Marshburn arrived at NASA in 1994 as a flight surgeon, responsible for monitoring astronaut health.

Very quickly, his capabilities gained attention in the agency. Marshburn became the co-chair of medical operations for the Shuttle/Mir space program between 1997 and 1998, spending time in Russia and getting to know the culture of the cosmonauts working in that country.

Tom Marshburn

Astronaut Tom Marshburn during training. Credit: NASA

In later years, he served as the lead flight surgeon for the STS-101 shuttle mission, as well as the Expedition 7 long-duration station mission. Marshburn also took command of medical operations for the station until he was selected as an astronaut in 2004.

"The transition was relatively easy to make," he said. "I was very fascinated with the effects of spaceflight, obviously, being a flight doc. So to have the chance to go as a physician and see it firsthand, [I was] very, very excited about that. Since I've made the transition, the cutoff has been pretty clean. I can't go back to the flight doc room."

Marshburn's first mission in space – STS-127, in 2009 – featured marathon spacewalks as he and crewmates worked to finish the Japanese Kibo module. This next flight will be a little less flash and a lot more long-term thinking.

Marshburn and his Soyuz crewmates – Canadian Chris Hadfield, and Russian Roman Romanenko – will spend five months aboard the International Space Station. Marshburn's role, in his words, will be acting as a guinea pig for the life sciences experiments aboard the station.

The long-term effects of spaceflight on the human body are still poorly understood. Radiation poses a threat to cells. Microgravity affects balance, bone density and even the optic nerve inside one's eye. NASA is still trying to figure out, for example, if vision is affected when the optic nerve alters.

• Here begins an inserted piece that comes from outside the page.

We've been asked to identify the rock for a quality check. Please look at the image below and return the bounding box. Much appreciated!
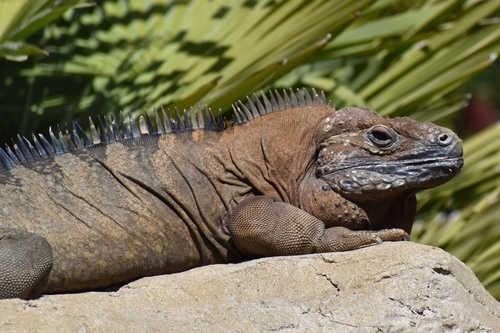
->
[0,242,500,332]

"You remove the effects of gravity, you've got a high-radiation environment, high-vacuum environment, and these are things that just can't be recreated on the Earth," Marshburn said.

He praised the engineers on Earth who work to overcome these challenges as they design experiments for the astronauts to perform: "They're able to rewrite all of the engineering calculations that go with the basic laws of physics. And it's incredibly exciting when you talk to them."

Marshburn's top objective for his months on the station will be "just living in space and working up there."

But he wants to fulfill the responsibility he feels to his workmates who are bound to Earth, trying to accomplish scientific objectives aboard the station.

"This is a once-in-a-life opportunity. A lot of people are counting on us to get results when their lifelong experiment comes to a head. We're up there. We're at the point of the spear to get it done."